On page 13, Healy stated that “the virtual elimination of mortality linked to bacterial infections, some of the greatest hazard to health from pollution linked to new industries such as the lead and tobacco industries”.

However, let us be aware of the rise of antibiotic resistance and superinfections in Hospital Wards.

            We should not lament too much because General Paralysis of the Insane, Pellagra Psychosis, Wernicke’s encephalopathy and many other exogenous psychosis can be treated successfully in most cases, although in Medical wards. A part of Psychiatry has been taken over by Neurology, another part by Medicine and at least a third of it by Psychologists.

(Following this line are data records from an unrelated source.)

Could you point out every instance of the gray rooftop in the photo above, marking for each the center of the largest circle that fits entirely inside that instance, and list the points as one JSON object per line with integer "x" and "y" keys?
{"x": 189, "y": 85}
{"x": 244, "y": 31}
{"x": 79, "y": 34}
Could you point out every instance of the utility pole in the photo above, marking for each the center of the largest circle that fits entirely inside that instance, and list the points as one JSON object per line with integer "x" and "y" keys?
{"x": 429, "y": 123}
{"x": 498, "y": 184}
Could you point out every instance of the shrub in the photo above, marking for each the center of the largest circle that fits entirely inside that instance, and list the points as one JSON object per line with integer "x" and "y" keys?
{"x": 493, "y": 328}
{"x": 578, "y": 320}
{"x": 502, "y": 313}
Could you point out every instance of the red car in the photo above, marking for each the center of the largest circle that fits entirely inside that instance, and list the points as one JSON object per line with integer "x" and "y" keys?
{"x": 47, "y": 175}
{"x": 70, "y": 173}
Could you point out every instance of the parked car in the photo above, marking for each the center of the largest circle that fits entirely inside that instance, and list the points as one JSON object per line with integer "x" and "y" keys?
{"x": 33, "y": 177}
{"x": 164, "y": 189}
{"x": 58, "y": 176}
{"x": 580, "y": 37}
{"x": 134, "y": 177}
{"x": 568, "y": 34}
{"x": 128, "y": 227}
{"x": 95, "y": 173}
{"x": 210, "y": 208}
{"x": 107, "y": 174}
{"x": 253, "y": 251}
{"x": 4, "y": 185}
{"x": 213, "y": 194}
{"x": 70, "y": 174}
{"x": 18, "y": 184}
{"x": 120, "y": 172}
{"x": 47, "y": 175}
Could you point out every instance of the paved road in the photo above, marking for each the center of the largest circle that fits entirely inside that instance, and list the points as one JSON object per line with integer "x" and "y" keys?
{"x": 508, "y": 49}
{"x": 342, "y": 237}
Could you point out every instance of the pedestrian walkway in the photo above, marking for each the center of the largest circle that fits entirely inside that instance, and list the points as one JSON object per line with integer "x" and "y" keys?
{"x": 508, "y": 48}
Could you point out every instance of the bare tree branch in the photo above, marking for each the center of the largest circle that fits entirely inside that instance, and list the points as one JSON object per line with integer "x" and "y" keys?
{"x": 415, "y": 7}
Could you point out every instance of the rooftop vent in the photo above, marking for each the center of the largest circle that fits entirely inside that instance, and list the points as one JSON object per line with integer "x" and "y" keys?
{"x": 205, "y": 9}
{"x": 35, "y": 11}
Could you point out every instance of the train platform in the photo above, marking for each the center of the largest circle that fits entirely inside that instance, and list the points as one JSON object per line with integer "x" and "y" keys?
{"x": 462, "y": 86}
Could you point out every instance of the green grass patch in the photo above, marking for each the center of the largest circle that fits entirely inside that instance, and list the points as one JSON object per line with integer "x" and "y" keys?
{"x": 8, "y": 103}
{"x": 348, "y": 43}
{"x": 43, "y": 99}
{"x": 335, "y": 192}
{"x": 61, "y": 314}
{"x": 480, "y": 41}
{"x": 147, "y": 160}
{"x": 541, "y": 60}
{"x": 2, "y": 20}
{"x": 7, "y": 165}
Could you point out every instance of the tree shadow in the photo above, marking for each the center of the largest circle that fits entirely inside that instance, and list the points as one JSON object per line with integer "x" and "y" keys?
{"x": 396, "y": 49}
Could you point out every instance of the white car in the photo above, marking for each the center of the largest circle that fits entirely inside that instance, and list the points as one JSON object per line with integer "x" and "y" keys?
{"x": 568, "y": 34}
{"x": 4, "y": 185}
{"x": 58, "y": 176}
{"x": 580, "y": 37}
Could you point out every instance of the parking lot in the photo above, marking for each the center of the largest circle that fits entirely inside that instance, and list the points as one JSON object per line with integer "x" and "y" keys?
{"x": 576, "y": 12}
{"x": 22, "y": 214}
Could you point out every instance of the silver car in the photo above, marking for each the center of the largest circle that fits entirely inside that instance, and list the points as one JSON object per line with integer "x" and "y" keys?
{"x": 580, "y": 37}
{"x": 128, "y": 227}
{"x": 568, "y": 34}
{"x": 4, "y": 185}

            Koch’s postulates are not invariably confirmed (he himself became aware of the limitations of his postulates) because there are many asymptomatic carriers or viruses, fungal or bacterial infections, which because of the organism’s immuno-competence does not allow the illness to develop.  The most rigorous researchers agree that the Koch’s postulates are sufficient but not necessary for the development of an illness. In this regard, the field of epigenetics have gained importance, particularly, the studies of Ogino, Lochhead, Chan, Nishihara, et al (2013) regarding risk factors for any illness, which are no more, no less than multiple epidemiological associations.

 

There is a book that applies particularly to our field:  Edward O. Wilson’s book ‘Consilience’, published in 1998. Wilson, a socio- biologist, defines human nature as a collection of epigenetic rules and proposes the synthesis of knowledge from different specialized fields of human endeavor. He thus defines consilience as “literally a ‘jumping together’ of knowledge by the linking of facts and fact-based theory across disciplines to create a common groundwork of explanation” (p. 7).  More than the genes in many illnesses, it is the epigenetic factors such as old age, viral infections, diet, degree of resilience, stress, etc. that trigger the genes into activity or lead to the mutation of some of them.

 

References

 

Birnbaum K. Der Aufbau der Psychose. Berlin: Springer; 1923

 

Ogino S, Lochhead P, Chan AT, Nishihara R, et al. Molecular pathological epidemiology of epigenetics: emerging integrative science to analyze environment, host and disease. Mod. Pathol. 2013; 26: 465-84.

 

Schneider K.  Primary and Secondary Symptoms in Schizophrenia. In Hirsch S, Shepherd M, editors.  Themes and Variations in European Psychiatry- An Anthology. Charlottesville:  University Press of Virginia; 1974, pp. 40-4.

 

Wilson EO.  Consilience: the Unity of knowledge- New York: Alfred A. Knopf; 1998.